The room is dark. Lit up only by the city lights outside. But it’s so beautiful. I’ve always loved my quiet life in Vermont but if there’s one thing that could drag me away from the country and the lake, it’s this. The twinkling lights of one of the world’s greatest cities.

“Come here,” Connor says, turning me towards him and sliding his hands around my waist. I slip mine up his arms. He took his suit coat off hours ago, so it’s just the soft cotton under my fingertips and the hard muscles of his arms that I feel as I gaze up at him.

“Hi,” I say, smiling, picturing what we’d look like to someone standing in the open doorway or someone outside, looking through some other wall of glass, seeing us in our moment.

Two people in a romantic embrace.
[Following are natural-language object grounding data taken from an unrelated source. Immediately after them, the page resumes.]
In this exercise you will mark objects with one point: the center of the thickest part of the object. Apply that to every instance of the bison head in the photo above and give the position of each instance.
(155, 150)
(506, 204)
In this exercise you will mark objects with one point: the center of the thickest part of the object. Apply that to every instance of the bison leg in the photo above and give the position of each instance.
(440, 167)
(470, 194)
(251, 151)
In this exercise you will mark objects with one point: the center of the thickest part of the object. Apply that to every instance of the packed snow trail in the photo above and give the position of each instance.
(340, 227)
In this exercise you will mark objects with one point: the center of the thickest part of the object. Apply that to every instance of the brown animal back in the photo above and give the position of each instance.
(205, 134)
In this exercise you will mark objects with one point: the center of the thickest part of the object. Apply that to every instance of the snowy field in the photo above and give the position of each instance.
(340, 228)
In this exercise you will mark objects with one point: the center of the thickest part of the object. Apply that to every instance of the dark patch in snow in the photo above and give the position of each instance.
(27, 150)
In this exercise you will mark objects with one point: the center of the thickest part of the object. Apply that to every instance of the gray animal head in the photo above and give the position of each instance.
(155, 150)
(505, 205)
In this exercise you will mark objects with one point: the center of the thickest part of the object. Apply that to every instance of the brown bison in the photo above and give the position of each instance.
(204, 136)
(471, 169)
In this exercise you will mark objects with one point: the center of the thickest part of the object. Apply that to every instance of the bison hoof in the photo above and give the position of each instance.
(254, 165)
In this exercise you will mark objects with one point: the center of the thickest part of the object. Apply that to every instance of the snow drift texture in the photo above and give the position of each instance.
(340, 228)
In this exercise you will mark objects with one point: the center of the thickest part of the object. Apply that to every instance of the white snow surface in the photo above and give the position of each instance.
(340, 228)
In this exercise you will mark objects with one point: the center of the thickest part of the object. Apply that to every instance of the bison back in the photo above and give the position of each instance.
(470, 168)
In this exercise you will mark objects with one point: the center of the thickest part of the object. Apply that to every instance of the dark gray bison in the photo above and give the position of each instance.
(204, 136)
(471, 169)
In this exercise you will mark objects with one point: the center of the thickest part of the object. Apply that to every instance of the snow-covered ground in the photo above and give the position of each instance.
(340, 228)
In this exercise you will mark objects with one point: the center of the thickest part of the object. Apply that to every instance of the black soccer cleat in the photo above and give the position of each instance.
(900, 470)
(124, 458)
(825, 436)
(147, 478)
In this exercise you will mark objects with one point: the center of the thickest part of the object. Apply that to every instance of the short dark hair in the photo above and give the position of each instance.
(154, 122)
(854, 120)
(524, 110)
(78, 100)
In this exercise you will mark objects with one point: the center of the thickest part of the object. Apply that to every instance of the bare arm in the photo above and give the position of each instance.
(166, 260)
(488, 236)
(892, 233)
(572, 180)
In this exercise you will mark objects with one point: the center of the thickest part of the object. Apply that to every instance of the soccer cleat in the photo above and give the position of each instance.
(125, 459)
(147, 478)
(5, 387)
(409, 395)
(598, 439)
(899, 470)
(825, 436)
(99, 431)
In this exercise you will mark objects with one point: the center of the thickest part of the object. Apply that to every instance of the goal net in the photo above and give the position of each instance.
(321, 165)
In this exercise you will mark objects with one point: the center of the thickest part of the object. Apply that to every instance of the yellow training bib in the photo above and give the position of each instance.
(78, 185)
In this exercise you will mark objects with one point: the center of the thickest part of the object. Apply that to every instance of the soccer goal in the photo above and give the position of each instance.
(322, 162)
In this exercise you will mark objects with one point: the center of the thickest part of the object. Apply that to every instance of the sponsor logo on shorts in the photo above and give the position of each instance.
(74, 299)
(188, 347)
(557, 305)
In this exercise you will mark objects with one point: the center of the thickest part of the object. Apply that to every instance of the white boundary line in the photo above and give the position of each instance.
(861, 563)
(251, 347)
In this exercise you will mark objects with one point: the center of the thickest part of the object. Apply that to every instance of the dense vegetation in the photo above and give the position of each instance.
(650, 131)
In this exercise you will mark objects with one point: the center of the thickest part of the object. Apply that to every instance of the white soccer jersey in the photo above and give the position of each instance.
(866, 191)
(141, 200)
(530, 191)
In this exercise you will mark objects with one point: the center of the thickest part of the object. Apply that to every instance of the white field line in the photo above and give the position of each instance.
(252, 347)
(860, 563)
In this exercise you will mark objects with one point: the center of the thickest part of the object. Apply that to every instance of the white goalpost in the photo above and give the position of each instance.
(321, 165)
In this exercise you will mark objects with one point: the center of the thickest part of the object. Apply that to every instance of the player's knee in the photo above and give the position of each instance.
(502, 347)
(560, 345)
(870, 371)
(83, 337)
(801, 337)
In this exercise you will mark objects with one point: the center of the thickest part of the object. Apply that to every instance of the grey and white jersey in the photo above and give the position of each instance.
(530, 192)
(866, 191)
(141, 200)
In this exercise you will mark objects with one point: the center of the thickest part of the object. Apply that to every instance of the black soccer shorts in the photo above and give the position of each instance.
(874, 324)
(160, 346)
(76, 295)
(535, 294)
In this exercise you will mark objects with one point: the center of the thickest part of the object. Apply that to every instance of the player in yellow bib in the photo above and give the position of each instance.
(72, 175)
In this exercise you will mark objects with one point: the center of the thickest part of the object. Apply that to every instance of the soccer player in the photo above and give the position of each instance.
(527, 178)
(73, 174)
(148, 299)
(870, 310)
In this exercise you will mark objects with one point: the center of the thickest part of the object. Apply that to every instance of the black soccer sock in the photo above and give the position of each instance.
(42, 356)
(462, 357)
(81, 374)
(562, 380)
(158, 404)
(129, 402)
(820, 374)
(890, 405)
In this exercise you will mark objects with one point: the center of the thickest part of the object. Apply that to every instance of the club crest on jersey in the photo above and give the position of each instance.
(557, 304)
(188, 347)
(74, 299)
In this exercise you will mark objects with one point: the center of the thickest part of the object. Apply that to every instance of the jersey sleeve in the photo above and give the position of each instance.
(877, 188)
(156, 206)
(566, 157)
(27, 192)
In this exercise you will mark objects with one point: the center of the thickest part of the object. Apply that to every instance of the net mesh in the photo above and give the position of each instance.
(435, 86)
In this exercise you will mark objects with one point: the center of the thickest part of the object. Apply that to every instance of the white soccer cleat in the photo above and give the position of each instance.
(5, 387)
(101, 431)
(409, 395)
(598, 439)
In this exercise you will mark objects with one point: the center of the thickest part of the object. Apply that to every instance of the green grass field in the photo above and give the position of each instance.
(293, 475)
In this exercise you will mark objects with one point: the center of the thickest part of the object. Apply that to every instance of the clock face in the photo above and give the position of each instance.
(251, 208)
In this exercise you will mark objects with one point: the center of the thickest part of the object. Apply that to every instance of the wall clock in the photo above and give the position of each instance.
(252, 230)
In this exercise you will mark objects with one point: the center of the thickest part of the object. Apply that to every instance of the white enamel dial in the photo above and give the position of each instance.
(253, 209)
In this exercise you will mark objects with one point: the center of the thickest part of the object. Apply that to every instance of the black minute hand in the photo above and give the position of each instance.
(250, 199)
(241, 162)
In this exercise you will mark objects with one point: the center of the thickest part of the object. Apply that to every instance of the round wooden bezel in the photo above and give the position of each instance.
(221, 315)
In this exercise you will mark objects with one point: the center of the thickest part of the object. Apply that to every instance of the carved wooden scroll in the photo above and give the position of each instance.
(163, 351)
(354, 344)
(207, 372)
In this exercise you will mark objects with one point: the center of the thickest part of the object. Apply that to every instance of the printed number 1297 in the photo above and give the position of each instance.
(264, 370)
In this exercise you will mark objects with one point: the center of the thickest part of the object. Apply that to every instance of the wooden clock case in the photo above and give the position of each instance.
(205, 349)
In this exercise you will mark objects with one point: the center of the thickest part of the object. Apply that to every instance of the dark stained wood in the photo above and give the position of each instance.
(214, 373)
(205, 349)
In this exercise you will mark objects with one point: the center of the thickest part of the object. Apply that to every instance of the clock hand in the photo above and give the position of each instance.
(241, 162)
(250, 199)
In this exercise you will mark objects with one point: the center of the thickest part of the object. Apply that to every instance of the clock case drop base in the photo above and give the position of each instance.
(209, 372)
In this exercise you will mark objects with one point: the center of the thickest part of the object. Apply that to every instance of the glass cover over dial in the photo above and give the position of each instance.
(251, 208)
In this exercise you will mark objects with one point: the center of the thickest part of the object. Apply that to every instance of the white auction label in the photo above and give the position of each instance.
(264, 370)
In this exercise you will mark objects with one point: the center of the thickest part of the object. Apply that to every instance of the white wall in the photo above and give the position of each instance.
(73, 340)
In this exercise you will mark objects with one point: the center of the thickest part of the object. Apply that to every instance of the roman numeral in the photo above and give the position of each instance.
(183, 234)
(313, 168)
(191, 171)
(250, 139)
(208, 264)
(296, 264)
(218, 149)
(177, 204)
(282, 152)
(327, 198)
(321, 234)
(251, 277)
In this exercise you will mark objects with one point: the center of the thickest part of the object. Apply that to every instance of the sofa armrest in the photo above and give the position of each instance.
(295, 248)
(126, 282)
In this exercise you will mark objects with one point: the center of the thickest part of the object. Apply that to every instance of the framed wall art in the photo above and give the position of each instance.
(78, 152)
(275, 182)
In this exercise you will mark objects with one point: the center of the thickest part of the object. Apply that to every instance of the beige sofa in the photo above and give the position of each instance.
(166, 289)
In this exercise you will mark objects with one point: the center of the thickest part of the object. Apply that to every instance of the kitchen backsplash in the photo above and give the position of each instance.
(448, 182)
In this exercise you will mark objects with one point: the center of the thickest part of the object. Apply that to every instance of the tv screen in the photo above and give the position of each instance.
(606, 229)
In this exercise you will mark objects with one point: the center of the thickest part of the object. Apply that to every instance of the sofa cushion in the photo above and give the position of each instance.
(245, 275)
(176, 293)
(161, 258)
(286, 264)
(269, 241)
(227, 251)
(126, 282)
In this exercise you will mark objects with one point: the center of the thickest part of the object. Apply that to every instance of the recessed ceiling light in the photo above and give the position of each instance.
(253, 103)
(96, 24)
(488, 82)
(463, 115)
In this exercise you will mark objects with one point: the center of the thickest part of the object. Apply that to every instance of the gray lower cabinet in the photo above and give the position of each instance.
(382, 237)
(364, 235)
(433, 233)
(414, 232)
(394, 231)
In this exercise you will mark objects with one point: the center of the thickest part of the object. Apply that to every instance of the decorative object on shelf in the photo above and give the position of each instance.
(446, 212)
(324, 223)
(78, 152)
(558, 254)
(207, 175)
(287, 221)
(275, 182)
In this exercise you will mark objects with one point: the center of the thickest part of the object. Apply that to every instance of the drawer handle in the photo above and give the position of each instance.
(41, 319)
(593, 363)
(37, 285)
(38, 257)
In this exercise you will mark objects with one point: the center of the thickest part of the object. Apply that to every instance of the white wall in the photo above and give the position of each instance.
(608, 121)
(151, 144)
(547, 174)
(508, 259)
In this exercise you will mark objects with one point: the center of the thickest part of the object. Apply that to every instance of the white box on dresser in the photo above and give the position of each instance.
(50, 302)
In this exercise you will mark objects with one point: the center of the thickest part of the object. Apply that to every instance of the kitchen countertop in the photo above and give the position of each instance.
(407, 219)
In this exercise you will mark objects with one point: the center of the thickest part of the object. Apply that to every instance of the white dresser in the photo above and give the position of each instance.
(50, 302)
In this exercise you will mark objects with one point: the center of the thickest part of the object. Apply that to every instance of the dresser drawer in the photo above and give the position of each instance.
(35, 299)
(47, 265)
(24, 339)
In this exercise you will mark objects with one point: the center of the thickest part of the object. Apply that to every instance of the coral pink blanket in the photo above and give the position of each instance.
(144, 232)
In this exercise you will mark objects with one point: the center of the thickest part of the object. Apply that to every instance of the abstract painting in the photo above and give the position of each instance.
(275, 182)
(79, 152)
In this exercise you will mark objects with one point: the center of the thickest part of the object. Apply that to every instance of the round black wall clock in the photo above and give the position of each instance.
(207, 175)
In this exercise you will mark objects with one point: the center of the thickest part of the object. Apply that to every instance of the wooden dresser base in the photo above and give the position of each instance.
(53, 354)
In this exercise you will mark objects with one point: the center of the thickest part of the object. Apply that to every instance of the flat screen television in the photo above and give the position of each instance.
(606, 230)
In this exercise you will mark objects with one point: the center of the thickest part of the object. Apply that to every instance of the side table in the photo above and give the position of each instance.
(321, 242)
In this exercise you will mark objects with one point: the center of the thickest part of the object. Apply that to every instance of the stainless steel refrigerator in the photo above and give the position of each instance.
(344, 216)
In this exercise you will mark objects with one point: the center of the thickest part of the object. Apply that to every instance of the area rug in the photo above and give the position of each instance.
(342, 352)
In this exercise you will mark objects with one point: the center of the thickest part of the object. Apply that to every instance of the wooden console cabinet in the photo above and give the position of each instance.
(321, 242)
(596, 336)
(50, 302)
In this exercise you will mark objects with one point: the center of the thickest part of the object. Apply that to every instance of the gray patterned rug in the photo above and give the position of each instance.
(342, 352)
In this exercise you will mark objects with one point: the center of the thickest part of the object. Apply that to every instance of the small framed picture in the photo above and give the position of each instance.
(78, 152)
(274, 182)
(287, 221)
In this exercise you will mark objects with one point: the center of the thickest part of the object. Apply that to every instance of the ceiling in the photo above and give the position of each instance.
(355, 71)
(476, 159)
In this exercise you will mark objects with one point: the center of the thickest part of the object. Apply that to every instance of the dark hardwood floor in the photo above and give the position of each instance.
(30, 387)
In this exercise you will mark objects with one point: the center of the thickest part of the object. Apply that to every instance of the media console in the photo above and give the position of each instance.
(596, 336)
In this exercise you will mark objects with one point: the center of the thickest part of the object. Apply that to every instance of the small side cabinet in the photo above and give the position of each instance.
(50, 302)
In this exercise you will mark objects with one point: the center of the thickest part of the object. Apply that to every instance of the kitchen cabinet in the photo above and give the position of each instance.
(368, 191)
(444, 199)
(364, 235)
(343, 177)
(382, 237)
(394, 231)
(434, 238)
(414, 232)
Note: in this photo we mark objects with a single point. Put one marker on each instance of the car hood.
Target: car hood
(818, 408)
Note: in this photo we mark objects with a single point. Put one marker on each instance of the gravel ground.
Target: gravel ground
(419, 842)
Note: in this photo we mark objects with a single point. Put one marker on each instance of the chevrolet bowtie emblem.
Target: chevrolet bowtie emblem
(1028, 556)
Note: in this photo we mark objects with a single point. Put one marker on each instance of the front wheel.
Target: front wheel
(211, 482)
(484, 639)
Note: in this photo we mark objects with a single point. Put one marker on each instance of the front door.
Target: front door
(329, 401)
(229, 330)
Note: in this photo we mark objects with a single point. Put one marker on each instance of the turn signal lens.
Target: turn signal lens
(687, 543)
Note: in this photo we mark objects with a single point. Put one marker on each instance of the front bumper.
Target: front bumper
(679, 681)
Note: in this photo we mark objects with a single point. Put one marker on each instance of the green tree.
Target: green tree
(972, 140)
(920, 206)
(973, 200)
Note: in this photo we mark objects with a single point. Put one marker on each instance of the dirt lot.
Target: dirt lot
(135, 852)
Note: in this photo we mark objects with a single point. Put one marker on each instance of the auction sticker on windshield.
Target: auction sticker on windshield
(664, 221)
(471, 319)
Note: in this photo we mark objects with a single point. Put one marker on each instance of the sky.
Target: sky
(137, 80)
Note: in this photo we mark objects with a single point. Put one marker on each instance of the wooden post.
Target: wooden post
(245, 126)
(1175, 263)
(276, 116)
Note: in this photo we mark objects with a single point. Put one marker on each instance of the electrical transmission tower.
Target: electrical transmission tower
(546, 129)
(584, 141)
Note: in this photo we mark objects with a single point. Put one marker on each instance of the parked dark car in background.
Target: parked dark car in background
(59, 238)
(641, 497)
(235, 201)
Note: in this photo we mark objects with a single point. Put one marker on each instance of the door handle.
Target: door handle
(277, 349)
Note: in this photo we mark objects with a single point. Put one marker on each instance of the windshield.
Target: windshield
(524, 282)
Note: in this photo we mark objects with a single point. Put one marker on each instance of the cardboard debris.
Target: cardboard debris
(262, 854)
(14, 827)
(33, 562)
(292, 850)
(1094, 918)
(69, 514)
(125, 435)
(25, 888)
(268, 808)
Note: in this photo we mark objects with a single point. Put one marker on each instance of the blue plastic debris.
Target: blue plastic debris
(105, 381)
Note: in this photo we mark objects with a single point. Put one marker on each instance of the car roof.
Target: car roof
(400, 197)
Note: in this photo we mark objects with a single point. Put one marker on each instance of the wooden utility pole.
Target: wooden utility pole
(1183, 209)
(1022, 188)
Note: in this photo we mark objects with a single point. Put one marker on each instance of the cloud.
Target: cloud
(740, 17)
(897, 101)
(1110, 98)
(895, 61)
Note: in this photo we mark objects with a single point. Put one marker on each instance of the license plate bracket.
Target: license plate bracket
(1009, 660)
In a romantic moment.

I wonder if they’re writing our story in their head the way I write those of strangers I see from afar? I wonder if we come from a tragic past filled with mystery and secrets? Or if we’ve lived the charmed life of a prince and princess? I wonder if they’ll be writing our happily ever after right now? Or if that dark, black moment is still out in front, calling us forward into the story?

I guess I lied earlier. I guess I do like the HEA and could do without the crisis.

“Hi,” Connor says. “I’ve missed you.”

“Today?”

“Not just today. All the days that came before today, Kiera.” He tucks a stray strand of hair behind my ear and leans in. My heart thumps wildly in the moment I wait. Thumping like crazy when his lips touch mine.

It’s a new kind of kiss for us. A claiming kiss. One that says, You’re mine. And I’m yours. One that speaks lifetimes of moments in this moment. A kiss that starts a new beginning and ends an old, well-buried past.

I’m writing our story in my head, I realize.

“Come with me,” Connor whispers. “I want to see you better.”

He doesn’t leave me. Doesn’t pull away and take my hand and lead me closer to the twinkling lights. He turns me a little, hides my face in the shadows as he backs me up against the window and pressed my shoulders into the glass.

I keep my eyes closed, still writing the story. Still picking and choosing just the right words to describe us. Our night. How later, when we’re done, I’ll get out my notebook and put it all down on paper so I’ll never forget how this feels.

I will capture all of it. Never forget a single moment of this night.

His fingertips slide under my long sweater and find their way to the bare skin hiding underneath. I suck in a breath of air at his cold hands, but a moment later the chill is gone and we’re warm together.

Just as I get used to that he lifts my sweater up and over my head, reminding me that it’s December. But just as quick as I think that thought, his hands are back, playing with my breasts as he continues to kiss my mouth.

It’s the most perfect kiss, I decide. So gentle. Silent, but saying everything at the same time. I wouldn’t have written it any other way.

He reaches around my back, unclasping my bra, making it loose. He slides it down my arms, taking his kisses to my neck now. I don’t know if I want to fall into him and lose myself in the feeling of baring myself to him or just start ripping his clothes off, but he takes that decision away when he drops my bra to the floor and takes a step back. Unknots his tie and pulls it through his collar while I watch.